On Switzerland’s Mount Pilatus, a Writer Remembers

MOUNT PILATUS CONSISTS of a range of mountains overlooking Lucerne and the neighboring lake of the same name. At its peak, it measures close to 7,000 feet: Rocky terrain and tall fir trees give way to lush valleys punctuated by gardens, wooden houses and grazing sheep. It is a regal and imposing range, part of the Swiss Alps, but overshadowed by other, more spectacular, peaks and lake views. It might not be the most obvious choice, but its allure lies in the myths and stories that surround its history, a bloody past filled with fire-breathing dragons and the bones of Pontius Pilate, the Roman governor who presided over the trial of Jesus Christ. Legend has it that after he committed suicide, the Romans tried to dispose of his corpse in a series of rivers. Storms overtook each river they chose, continuing until they fished the body out. Desperate, they found an isolated mountain in a distant forest in Switzerland and buried him there, where his anguished spirit rises every year on Good Friday in a futile effort to clean his bloodied hands.
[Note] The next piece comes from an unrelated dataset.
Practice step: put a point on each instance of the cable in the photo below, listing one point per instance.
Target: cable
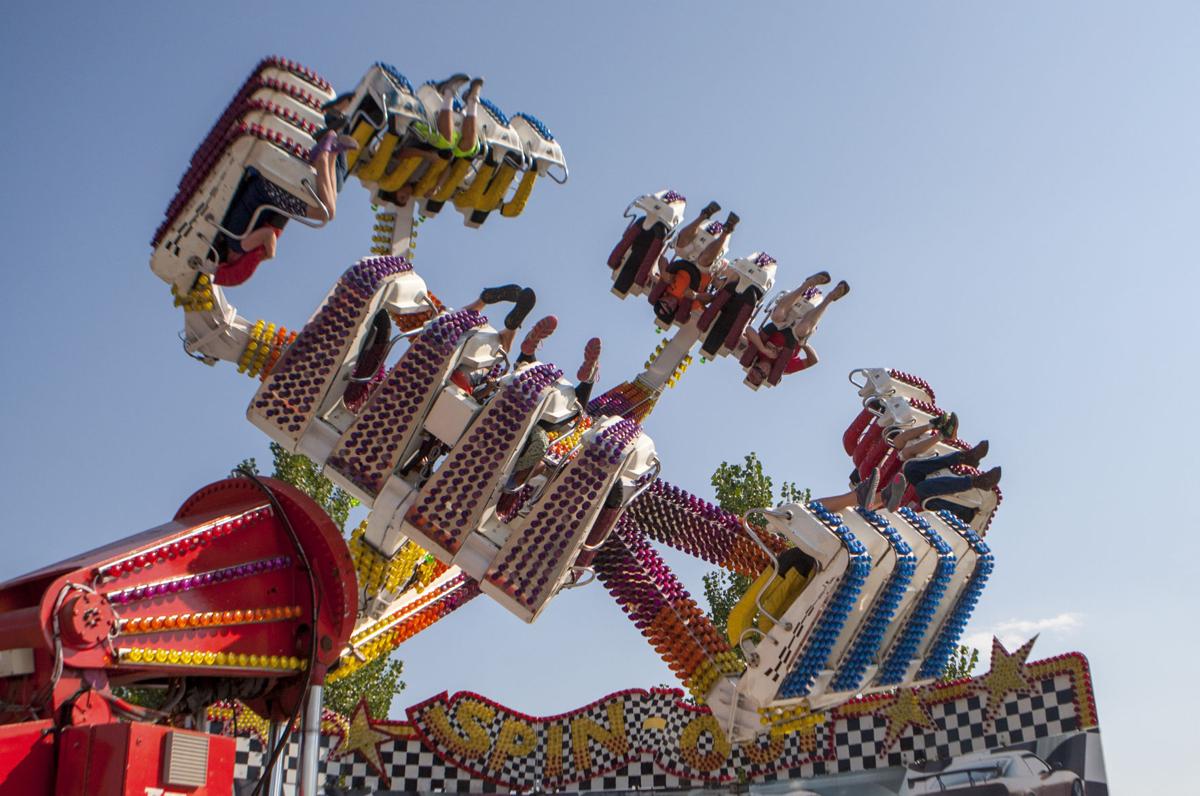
(286, 736)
There is nothing tranquil about the history of Mount Pilatus. Even its former Latin name, Fractus Mons, “broken mountain,” hints at violence and decay. Swiss lore tells of terrifying thunderstorms and churning lake waters, of phantoms screeching through the air. Brochures marketing Mount Pilatus detail helpless cattle lifted into the sky and, for centuries, residents exchanged accounts of uprooted trees and flooding so heavy that the government of Lucerne forbade anyone from climbing the mountain. Pilatus was a fearsome place, prone to otherworldly storms, and spirits were the only way to explain what defied logic. Demons and monsters helped reframe the world for Lucerne’s residents. They broadened the possibilities of what could happen, when so much that was visible and concrete already tested the bounds of the villagers’ credulity: illnesses and sudden deaths, unexplained crop failures and livestock diseases, floods and storms. Those legends made what was disastrous seem quotidian, unremarkable. They made it bearable.

Today, these myths are merely a point of interest, a marketing angle to help distinguish Mount Pilatus from all the other scenic sites in Switzerland. The very real terrors that might have once existed have been replaced by curiosity and a condescending nod to the gullibility of unsophisticated people born in a different era. The stories are simply reflective of naïve superstitions and overdeveloped imaginations. Surely the same anxieties no longer exist.

Perhaps my mother had a private fear of her own she was hoping to overcome when she started her journey to Mount Pilatus. The place called to her in a way she could not explain, and woven into her many retellings of that trip was her palpable pride in having done it alone. After that trip, she was determined to take me.